Around the world, people are spending an increasing amount of time on their mobile devices for email, social networking, banking and a whole range of other activities. But typing on mobile devices can be a serious pain.
The goal of the project is to build a predictive algorithm that help users by suggesting words as they are typing.
The data is made available from the course web site. Here is a summary of the downloaded english US text.
| DataSet | Number.lines | Number.words |
|---|---|---|
| 2’360’148 | 30’374’206 | |
| News | 899’288 | 37’334’690 |
| Blogs | 1’010’242 | 34’372’720 |
In total, 4’269’678 sentences and 102’081’616 words.

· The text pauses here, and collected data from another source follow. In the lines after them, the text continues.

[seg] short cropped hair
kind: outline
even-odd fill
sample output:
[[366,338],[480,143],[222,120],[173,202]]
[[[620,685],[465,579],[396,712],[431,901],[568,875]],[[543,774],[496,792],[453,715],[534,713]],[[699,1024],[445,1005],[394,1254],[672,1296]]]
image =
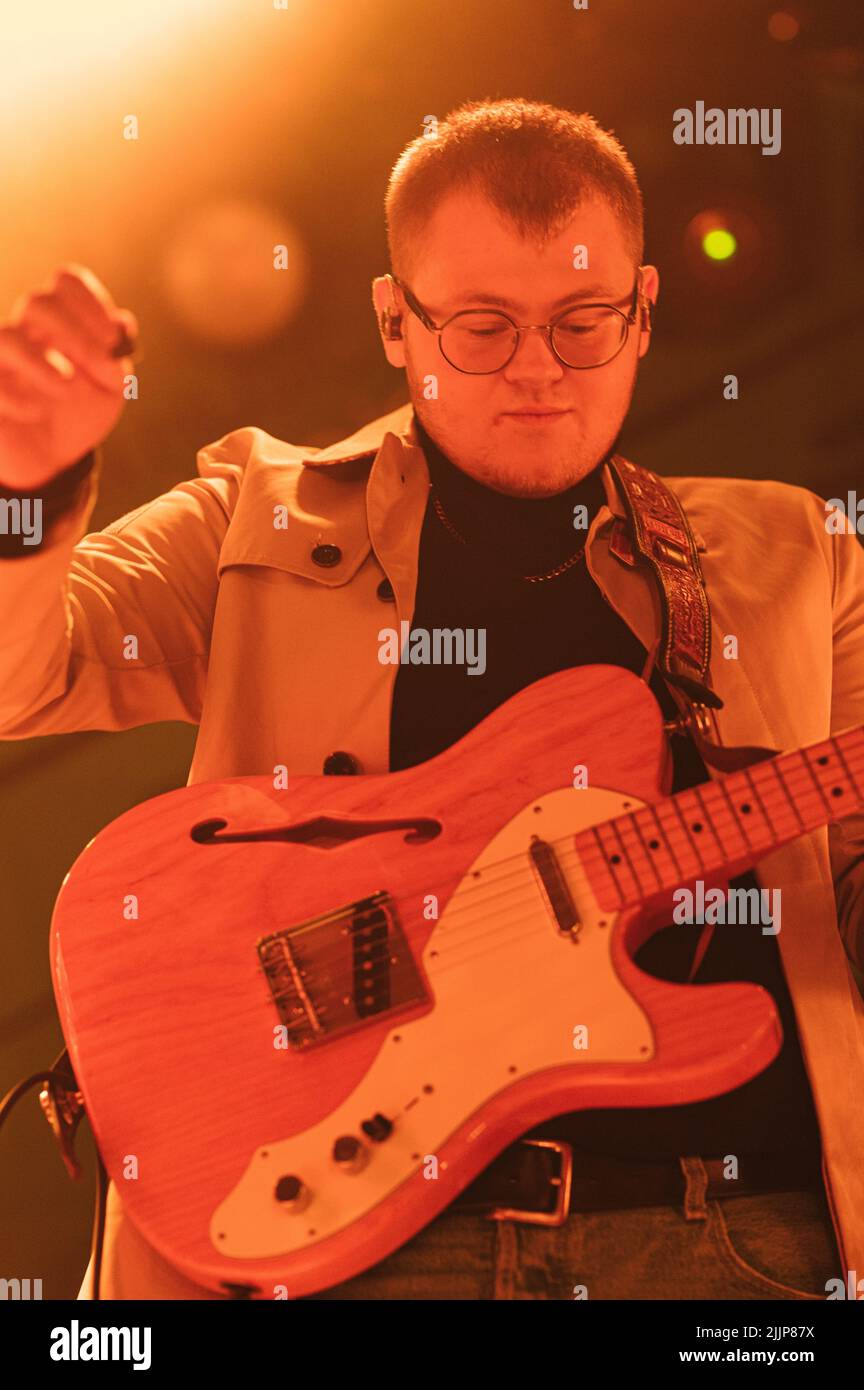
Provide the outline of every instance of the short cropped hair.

The purpose of the data selection is to choose a representative subset from the 100 Mio words. This step is necessary because the final models will be running on a Web Server with limited memory and disk space.
A divide and conquer method associated with random sampling has been chosen:
In total, 299’934 sentences and 5’941’264 words.
Before modeling the language, some data transformations have been applied to the sampled data.
The exploratory data analysis will be performed on the sampled data containing 299’437 sentences.
In total, there are 158’771 unique words.
Here is a words cloud of words occurring more than 50 times.
Here are some plots of bigram and trigram counts.
It is apparent that when changing N-gram order, i.e. from bigram to trigram, the number of observed counts decrease substantively.
By coverage we mean the percentage of observed N-grams (from the text sentences) versus all possible N-grams for a given N-gram order (2-grams, 3-grams, …).
For example if the selected vocabulary is 5 unique words, the maximum number of bigram is 5*5 = 25. Then we can compare this number with the observed bigrams. Suppose we observe 5 unique bigrams, the bigram coverage is 5 for 25 or 20%.
Now lets check the N-gram coverage of the sampled text.
The left plot display the observed counts per N-gram order (1,2,3-grams). The right plot shows the coverage of the observed N-grams.
For the unigram, as we don’t know all possible words for the english language, there is no coverage. However, for bigrams and trigrams we see a coverage lower than 0.001% and 0.00000001% respectively.
This underline the fact that relying only on higher order N-grams will not work. We will have to use lower order N-grams as well has higher order N-grams to do our word prediction.
We have seen that the number of unigrams play an important role in the N-gram coverage. The more vocabulary, the less N-gram coverage there will be.
Ideally we would like to reduce the number of unigrams while keeping the maximum information contained in the observed text sentences.
One way to check how many vocabulary words are necessary is to plot classes of N-gram counts (N-grams with count 1,2,…,50,…) versus their contribution towards the total word occurrences.
On the plot we can see that the removal of words appearing only once will keep the word coverage above 90%.
The first important conclusion is that bigram and trigram coverages are very low. It is indeed very difficult to observe all bigrams and trigrams combinations: we need a lot of text. So a strategy is to combine multiple models of different orders. For exampling backing of to lower order models.
The second observation is that we can eliminate some keywords appearing rarely while keeping most of the information contained in the observed text. Reducing the number of keywords will help to have a model of reasonable size with a good predictive quality.
Hence, the next steps are to select a list of vocabulary words and build a back-off model for 3,2,1 grams projected on a selected vocabulary.